The pump is quite new to have failed so quickly so I do suspect the missing  filter did not help it much.   Heck the connectors were still nice and clean under their rubber boots.  And yeah, it may well be an early warning to what might be going on inside the gas tank....

So, we'll order a new pump and while waiting for it I'll do the oil change and transmission fluid change as well.   Then we'll see if he finally fires up and we can get the timing done.  Valve adjustment not too long after that (once I get the current vehicle off my lift).
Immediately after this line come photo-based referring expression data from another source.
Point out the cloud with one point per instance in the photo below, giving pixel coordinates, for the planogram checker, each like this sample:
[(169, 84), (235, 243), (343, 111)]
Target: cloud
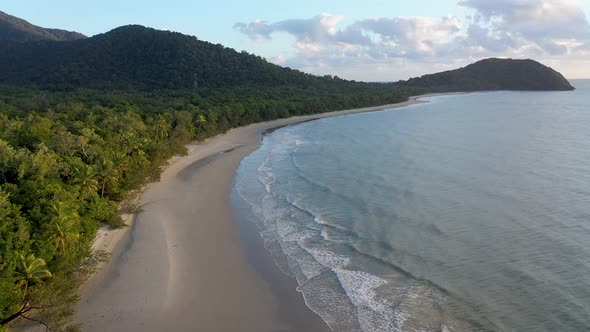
[(506, 28), (549, 24)]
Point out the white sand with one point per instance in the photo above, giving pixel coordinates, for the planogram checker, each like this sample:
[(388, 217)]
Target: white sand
[(182, 266)]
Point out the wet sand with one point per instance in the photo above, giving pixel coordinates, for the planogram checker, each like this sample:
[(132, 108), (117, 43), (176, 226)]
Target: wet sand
[(185, 264)]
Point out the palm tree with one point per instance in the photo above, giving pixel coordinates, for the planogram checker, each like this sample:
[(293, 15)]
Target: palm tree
[(31, 270), (86, 179), (63, 226), (162, 127), (106, 173)]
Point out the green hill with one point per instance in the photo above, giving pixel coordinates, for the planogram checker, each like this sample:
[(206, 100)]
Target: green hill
[(16, 29), (135, 57), (494, 74)]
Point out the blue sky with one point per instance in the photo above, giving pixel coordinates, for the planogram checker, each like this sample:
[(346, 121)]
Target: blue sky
[(364, 40)]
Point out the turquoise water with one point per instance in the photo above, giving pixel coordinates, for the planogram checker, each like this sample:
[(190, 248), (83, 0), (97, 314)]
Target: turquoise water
[(467, 213)]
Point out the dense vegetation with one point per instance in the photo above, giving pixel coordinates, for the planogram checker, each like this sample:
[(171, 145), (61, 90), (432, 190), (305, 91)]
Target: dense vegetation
[(494, 74), (16, 29), (84, 124)]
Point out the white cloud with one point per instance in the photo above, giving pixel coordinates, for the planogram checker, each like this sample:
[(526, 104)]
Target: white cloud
[(507, 28)]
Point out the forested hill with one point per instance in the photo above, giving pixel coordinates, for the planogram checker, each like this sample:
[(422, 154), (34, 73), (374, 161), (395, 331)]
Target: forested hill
[(494, 74), (18, 30), (140, 58)]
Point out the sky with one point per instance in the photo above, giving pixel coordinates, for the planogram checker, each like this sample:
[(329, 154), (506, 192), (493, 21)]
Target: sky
[(369, 40)]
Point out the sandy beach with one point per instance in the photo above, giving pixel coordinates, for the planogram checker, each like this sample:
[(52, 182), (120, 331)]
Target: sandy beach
[(185, 265)]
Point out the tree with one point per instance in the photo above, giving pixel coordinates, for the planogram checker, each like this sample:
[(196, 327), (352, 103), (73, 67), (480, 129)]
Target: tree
[(31, 270), (86, 179), (106, 173), (63, 227)]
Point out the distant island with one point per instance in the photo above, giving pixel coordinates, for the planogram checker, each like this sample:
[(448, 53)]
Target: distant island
[(86, 122), (136, 57)]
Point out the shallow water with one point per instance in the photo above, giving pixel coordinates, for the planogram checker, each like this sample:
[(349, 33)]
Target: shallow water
[(467, 213)]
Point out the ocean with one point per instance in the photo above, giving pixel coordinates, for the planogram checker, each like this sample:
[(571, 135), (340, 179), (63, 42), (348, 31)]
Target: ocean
[(466, 213)]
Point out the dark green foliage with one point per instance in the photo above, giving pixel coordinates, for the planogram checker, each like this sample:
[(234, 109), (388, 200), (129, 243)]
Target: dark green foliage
[(19, 30), (84, 124), (493, 74)]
Loving the sunshine !!!!! 

This poor fuel pump must have died a slow awful death.   Installed new pump and a new filter.  I could not use the usual white square filter since it has the two different size outlet pipes for the two sizes of fuel lines it has to deal with and this particular bus has the large 10mm ID (or something like that) all the way from the tank to the area where the pump is located.    So I bought a pretty Fram G3 which not only looks nice but is super-easy to see how clogged up it's getting.   Note the photo is with it hanging before I tucked it up inside the rails and secured it.   Meanwhile here's all the pix:

The failed pump.  Not rocket science to see the problem:

The new Fram G3 Filter:

And yeah, I drained out the old gas including from all the lines as best I could.  Dark piss yellow.  Yuck.